In a statement on the second anniversary of note ban, Gandhi said November 8 would “go down in the history of India as a day of infamy”. “Two years ago, on this day, Prime Minister Modi unleashed the tyranny of demonetisation on the nation. At eight that night, he appeared on television to deliver a unilateral announcement, that we now know didn’t even have the support of his own economic advisers,” he said.
Calling demonetisation a “unique tragedy”, Gandhi said “Mr Modi took 86% of India's currency out of circulation, bringing our economy to a grinding halt” when he took the decision.
“Demonetisation was a tragedy. India has faced many tragedies in its past. Many a time have envious, external enemies tried to hurt us. But demonetisation is unique in the history of our tragedies because it was a self-inflicted, suicidal attack that destroyed millions of lives and ruined thousands of India's small businesses,” he said, adding: “The worst hit by demonetisation were the poorest of the poor, forced to queue for days to exchange their meagre savings.”
The Congress chief said since 2016, “economists around the world have analysed the crippling impact of demonetisation, concluding that demonetisation was an unmitigated disaster that didn't meet a single of its stated objectives”.
“And the list of these supposed objectives has grown over time. From a war against counterfeit currency and terrorism, to permanently removing the scourge of black money; from increasing savings to forcing a shift to digital transactions; not a single stated objective of the government's has been met,” he said.
Gandhi added that “more than a hundred and twenty Indians died in those queues. We must never forget them. Millions of small and medium businesses were smashed and the entire informal sector devastated”.
The Congress chief said, “On the second anniversary of the Prime Minister's monumental blunder, the Government’s spin-doctors, including our incompetent Finance Minister, have the unenviable task of defending an indefensible, criminal policy.” He added that “Modi's demonetisation cost India over one and a half million jobs and wiped out at least 1% from our GDP”.
Gandhi said India would discover, “no matter how the government tries to hide it”, that demonetisation wasn’t “just an ill-conceived and poorly executed economic policy with innocent intent, but a carefully planned, criminal financial scam”.
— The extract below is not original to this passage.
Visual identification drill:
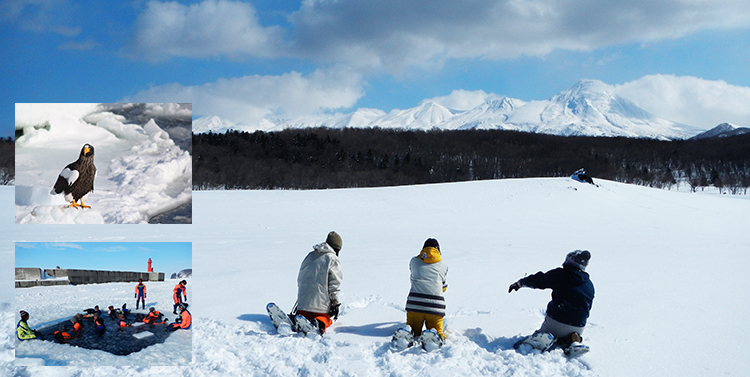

He said the Indian people would not rest till the full truth about demonetisation was not out.
Gandhi also tweeted in Hindi to call demonetisation a planned "brutal conspiracy" and a "shrewd scheme" to convert the black money of Modi's "suit-booted friends". He added that there was nothing innocent about this "scam" and claimed that drawing any other meaning out of it was an insult to the intelligence of the nation.
The Congress chief’s remarks came after former Prime Minister Manmohan Singh's scathing assessment of the demonetisation exercise. He said the "scars and wounds" it caused are getting more visible with time and the decision's second anniversary is a day to remember how "economic misadventures" can roil the nation.